Water vapor is only on one side of Europa.
REPUBLIKA.CO.ID, JAKARTA — The Hubble Space Telescope belonging to the American Space Agency (NASA) has spotted water vapor on Jupiter’s sea moon, Europa. This finding has the potential to reveal new clues about icy moons in our solar system and beyond.
The Hubble Telescope has previously detected water vapor in the Europe in the form of lumps that appear sporadically and sometimes extend perhaps 200 km into space from the moon’s ice sheet. This water vapor covers a large, buried ocean of liquid water. However, this new finding is something quite different.
Lorenz Roth, a researcher at the KTH Royal Institute of Technology in Stockholm, Sweden, analyzed archive ultraviolet observations of Europa made by the Hubble Space Telescope with the Space Telescope Imaging Spectrograph instrument in 1999, 2012, 2014 and 2015.
This analysis reveals the presence of large amounts of water vapor in the Europa hemisphere, which faces away from the moon’s orbital path around Jupiter. This water vapor persists over the long term, unlike clumps, Roth reports in a study published last month in the journal Geophysical Research Letters.
Roth and colleagues recently used a similar technique to find water vapor in fellow satellites Jupiter Ganymede, the largest moon in the solar system.
“Observations of water vapor on Ganymede, and on the other side of Europa, advance our understanding of the atmospheres of icy moons,” Roth said in a statement.
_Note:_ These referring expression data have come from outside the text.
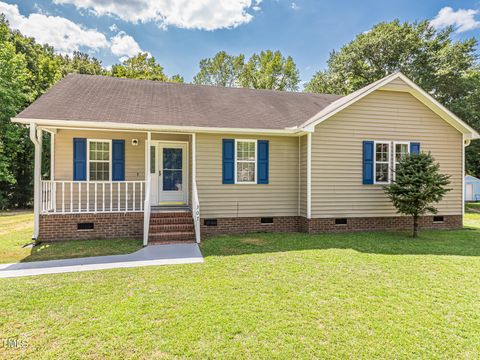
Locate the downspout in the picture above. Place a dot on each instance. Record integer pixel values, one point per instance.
(34, 137)
(466, 142)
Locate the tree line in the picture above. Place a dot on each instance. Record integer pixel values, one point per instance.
(446, 68)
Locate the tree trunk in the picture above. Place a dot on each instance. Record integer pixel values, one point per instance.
(415, 225)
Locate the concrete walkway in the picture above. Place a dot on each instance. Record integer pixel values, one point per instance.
(151, 255)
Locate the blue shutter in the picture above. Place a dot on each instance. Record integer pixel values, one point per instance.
(414, 148)
(79, 159)
(118, 160)
(228, 157)
(368, 153)
(262, 162)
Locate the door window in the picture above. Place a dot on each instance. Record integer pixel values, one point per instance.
(172, 169)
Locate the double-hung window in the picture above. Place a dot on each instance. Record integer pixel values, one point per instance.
(402, 149)
(245, 161)
(382, 162)
(99, 160)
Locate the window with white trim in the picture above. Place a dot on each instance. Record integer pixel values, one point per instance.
(402, 149)
(99, 158)
(245, 161)
(382, 162)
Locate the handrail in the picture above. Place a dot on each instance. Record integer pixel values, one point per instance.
(68, 197)
(196, 212)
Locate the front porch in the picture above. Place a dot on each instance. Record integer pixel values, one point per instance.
(116, 172)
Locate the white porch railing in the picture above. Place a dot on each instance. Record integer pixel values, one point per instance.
(67, 197)
(196, 212)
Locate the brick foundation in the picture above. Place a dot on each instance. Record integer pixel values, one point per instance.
(313, 226)
(130, 225)
(250, 224)
(106, 226)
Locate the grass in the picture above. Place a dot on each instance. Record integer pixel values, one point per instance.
(369, 295)
(16, 230)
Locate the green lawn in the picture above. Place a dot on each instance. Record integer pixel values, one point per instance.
(369, 295)
(16, 230)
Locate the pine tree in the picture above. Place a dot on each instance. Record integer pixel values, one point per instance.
(417, 187)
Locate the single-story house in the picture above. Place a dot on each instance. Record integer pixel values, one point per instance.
(170, 162)
(472, 188)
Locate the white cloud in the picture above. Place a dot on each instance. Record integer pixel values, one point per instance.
(462, 19)
(64, 35)
(188, 14)
(124, 46)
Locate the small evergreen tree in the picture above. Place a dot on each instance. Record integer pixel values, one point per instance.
(417, 187)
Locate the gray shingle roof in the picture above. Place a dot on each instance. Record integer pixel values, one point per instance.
(108, 99)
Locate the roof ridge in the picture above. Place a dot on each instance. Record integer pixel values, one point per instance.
(168, 83)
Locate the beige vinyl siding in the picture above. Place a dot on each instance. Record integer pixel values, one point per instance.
(278, 198)
(337, 188)
(303, 176)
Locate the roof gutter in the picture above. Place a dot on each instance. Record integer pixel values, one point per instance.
(148, 127)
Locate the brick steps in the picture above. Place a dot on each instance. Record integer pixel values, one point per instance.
(168, 228)
(172, 236)
(171, 227)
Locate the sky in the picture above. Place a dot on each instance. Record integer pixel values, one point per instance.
(178, 33)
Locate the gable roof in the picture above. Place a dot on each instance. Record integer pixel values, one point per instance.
(410, 87)
(100, 99)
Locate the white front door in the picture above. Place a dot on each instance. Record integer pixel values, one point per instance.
(169, 181)
(469, 196)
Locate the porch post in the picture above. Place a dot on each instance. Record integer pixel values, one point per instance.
(36, 138)
(309, 175)
(52, 156)
(146, 208)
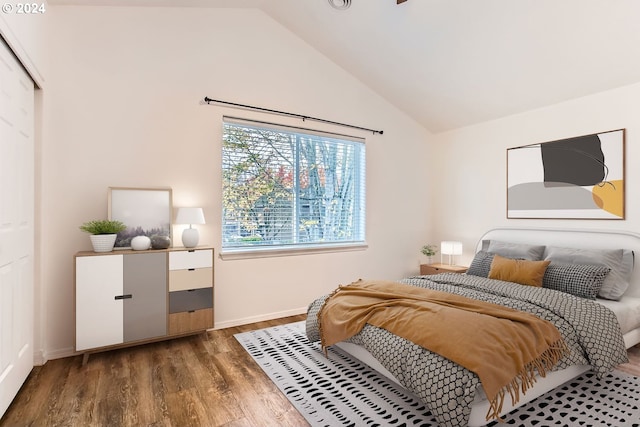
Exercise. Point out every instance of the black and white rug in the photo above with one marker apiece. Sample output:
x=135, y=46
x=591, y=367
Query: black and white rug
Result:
x=342, y=391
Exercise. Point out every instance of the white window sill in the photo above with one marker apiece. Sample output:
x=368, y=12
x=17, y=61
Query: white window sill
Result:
x=229, y=255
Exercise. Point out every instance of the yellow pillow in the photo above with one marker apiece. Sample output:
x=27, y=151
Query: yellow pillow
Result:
x=520, y=271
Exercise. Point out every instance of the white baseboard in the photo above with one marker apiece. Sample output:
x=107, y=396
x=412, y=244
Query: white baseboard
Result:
x=41, y=357
x=261, y=318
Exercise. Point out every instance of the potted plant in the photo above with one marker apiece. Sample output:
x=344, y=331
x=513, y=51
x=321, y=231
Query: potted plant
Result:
x=429, y=251
x=103, y=233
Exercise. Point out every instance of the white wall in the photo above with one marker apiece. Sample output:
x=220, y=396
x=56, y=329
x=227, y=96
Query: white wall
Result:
x=472, y=197
x=123, y=109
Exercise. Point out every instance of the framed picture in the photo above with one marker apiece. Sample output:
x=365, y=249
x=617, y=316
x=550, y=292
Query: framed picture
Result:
x=574, y=178
x=145, y=212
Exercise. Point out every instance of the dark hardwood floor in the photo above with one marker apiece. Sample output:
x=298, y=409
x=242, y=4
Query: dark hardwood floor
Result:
x=202, y=380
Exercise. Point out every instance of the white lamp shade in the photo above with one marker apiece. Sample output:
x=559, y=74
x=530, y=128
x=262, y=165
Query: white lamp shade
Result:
x=190, y=216
x=451, y=248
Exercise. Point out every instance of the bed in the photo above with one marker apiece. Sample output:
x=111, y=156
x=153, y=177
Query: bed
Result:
x=414, y=368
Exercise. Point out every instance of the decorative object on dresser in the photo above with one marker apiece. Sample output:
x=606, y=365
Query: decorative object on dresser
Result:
x=146, y=211
x=429, y=251
x=103, y=233
x=428, y=269
x=190, y=236
x=160, y=242
x=450, y=248
x=134, y=297
x=140, y=243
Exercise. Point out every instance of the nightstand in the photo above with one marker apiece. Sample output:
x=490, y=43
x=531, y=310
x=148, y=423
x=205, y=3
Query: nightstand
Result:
x=426, y=269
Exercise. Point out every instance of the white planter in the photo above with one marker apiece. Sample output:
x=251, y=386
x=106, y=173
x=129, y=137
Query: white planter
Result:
x=140, y=243
x=103, y=242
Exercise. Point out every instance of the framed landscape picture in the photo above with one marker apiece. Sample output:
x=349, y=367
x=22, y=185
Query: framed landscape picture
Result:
x=145, y=212
x=574, y=178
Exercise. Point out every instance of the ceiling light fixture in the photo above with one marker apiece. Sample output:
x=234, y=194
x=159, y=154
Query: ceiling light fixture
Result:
x=340, y=4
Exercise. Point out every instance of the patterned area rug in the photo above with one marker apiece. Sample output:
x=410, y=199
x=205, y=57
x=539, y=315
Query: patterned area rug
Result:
x=342, y=391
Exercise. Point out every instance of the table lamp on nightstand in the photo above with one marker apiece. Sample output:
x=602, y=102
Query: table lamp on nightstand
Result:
x=450, y=248
x=190, y=236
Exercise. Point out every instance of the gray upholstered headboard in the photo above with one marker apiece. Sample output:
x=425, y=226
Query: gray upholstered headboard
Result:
x=585, y=239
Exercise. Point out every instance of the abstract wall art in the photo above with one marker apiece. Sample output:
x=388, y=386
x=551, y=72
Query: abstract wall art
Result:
x=573, y=178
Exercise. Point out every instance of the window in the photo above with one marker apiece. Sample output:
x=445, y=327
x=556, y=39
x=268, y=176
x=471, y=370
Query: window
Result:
x=287, y=188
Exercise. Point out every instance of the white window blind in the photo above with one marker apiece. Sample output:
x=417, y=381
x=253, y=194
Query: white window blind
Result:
x=290, y=188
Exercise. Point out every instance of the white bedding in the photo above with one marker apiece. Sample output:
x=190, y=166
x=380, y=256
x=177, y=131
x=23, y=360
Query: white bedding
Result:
x=627, y=311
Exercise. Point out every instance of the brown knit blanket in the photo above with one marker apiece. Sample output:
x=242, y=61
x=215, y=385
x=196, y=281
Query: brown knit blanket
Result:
x=503, y=346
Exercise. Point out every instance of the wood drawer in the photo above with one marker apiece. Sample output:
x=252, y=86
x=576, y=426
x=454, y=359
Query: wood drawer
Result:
x=191, y=300
x=193, y=278
x=183, y=260
x=180, y=323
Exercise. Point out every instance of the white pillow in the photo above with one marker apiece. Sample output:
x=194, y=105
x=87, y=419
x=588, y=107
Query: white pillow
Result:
x=618, y=260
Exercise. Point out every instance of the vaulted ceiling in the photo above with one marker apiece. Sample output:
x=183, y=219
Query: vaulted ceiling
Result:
x=453, y=63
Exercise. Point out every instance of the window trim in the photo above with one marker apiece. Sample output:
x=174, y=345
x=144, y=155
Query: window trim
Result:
x=267, y=251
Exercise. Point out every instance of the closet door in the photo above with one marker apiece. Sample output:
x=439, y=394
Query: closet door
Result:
x=16, y=225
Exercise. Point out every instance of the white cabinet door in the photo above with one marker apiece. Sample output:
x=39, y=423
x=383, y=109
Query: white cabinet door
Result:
x=16, y=226
x=99, y=315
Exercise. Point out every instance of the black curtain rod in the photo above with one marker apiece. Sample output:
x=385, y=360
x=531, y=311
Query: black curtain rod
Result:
x=284, y=113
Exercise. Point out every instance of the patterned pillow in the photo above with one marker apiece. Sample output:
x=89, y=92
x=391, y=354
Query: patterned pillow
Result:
x=583, y=280
x=481, y=264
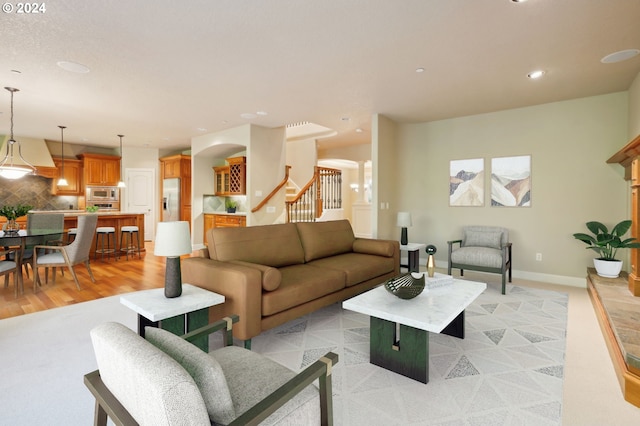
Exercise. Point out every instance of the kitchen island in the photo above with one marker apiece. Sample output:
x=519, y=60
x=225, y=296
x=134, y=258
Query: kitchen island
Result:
x=105, y=218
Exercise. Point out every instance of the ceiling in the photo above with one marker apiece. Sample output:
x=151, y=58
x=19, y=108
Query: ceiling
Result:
x=162, y=72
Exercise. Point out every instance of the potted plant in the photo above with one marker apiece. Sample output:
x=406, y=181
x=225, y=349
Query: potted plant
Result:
x=12, y=213
x=606, y=244
x=230, y=205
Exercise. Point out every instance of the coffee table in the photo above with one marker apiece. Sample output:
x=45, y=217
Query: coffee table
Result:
x=399, y=333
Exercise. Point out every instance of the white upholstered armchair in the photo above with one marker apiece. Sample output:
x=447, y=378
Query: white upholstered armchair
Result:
x=165, y=380
x=482, y=248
Space, Tuesday (19/10).
“However, the detection of a stable abundance of water on Europa is a bit more surprising than on Ganymede because Europa’s surface temperature is lower than that of Ganymede.”
Europa reflects sunlight more effectively than Ganymede. Thus, Europa is about 33 degrees Celsius cooler than the larger moon. High temperatures on Europa reach around minus 160 Celsius, but a fair amount of the ice appears to sublimate there, turn into vapor and drift off into space.
Another question is the fact that this water vapor is confined to the left hemisphere of Europa. It is not clear why this happened.
We can get more clarity on this strange finding soon. In October 2024, NASA plans to launch a probe called the Europa Clipper, which will arrive at Jupiter’s system in April 2030.
The spacecraft will make dozens of close flybys of Europa, studying its oceans and ice shells and possibly even gliding through the blob, if one happens to light up at the right time. The Clipper will also look for good landing sites for the life-hunting lander mission, which Congress has ordered NASA to develop (though this last mission isn’t officially on NASA’s books yet).